CMS believes streamlining requirements would further the agency’s efforts to reduce waste, fraud, and abuse by promoting a better understanding of Medicare DMEPOS conditions of payment, which may result in increased compliance.

Request for Information for Sources of Market-Based Data Measuring Sales of Diabetic Testing Strips to Medicare Beneficiaries (Section 50414 of the Bipartisan Budget Act of 2018)

The Bipartisan Budget Act of 2018 (BBA) was enacted on February 9, 2018, and section 50414 of the BBA amended section 1847(b)(10)(A) of the Act to establish additional rules for the national mail order DMEPOS Competitive Bidding Program (CBP) for diabetic testing supplies. Section 1847(b)(10)(A) of the Act now requires that for bids to furnish diabetic testing strips on or after January 1, 2019, the volume for such products be determined by the Secretary through the use of multiple sources of data (from mail order and non-mail order Medicare markets), including market-based data measuring sales of diabetic testing strip products that are not exclusively sold by a single retailer from such markets.

The Office of Inspector General (OIG) reports to CMS the Medicare Part B market share of mail order diabetic test strips before each round of the Medicare national mail order CBP, and pursuant to section 1847(b)(10)(A) of the Act, the OIG will now report on the non-mail order diabetic test strip Medicare Part B market.
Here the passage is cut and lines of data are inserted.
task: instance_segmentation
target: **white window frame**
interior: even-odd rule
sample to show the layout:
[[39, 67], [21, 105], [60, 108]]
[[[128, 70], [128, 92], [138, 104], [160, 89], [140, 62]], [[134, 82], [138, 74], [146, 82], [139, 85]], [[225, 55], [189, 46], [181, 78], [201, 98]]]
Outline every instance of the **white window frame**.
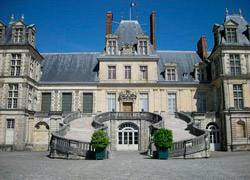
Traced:
[[177, 111], [177, 94], [169, 92], [168, 94], [168, 113], [174, 114]]
[[8, 109], [16, 109], [18, 106], [18, 84], [9, 84]]
[[116, 111], [116, 94], [107, 93], [107, 111], [112, 112]]
[[10, 75], [20, 76], [21, 74], [21, 54], [12, 54]]
[[140, 93], [140, 111], [148, 112], [148, 93]]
Because section 1847(b)(10)(A) of the Act now requires the use of “multiple sources of data,” CMS is requesting public comments on other potential sources of data (sources other than the Office of Inspector General), that fulfill the data requirements set forth in section 1847(b)(10)(A) of the Act.  CMS is requesting comments on other potential sources of data because the word “multiple” in the phrase “multiple sources of data” could mean that we should use more than one source of data, and that the OIG is one source of data.  Therefore, CMS is requesting comments from the public on other potential sources of data through this request for information.

DMEPOS CBP CHOW Process

CMS is proposing to no longer require contract suppliers to notify CMS 60 days in advance of a CHOW. We are proposing this change as we believe it is not always necessary or possible to be notified 60 days in advance of a CHOW. Instead, we are requiring notification no later than 10 days after the effective date of the CHOW. Additionally, we are proposing to remove the distinction of a “new entity” in its entirety, and retain the successor entity requirements as we are aligning the CHOW requirements for all entities, regardless of whether a “new” entity is formed as a result of the CHOW.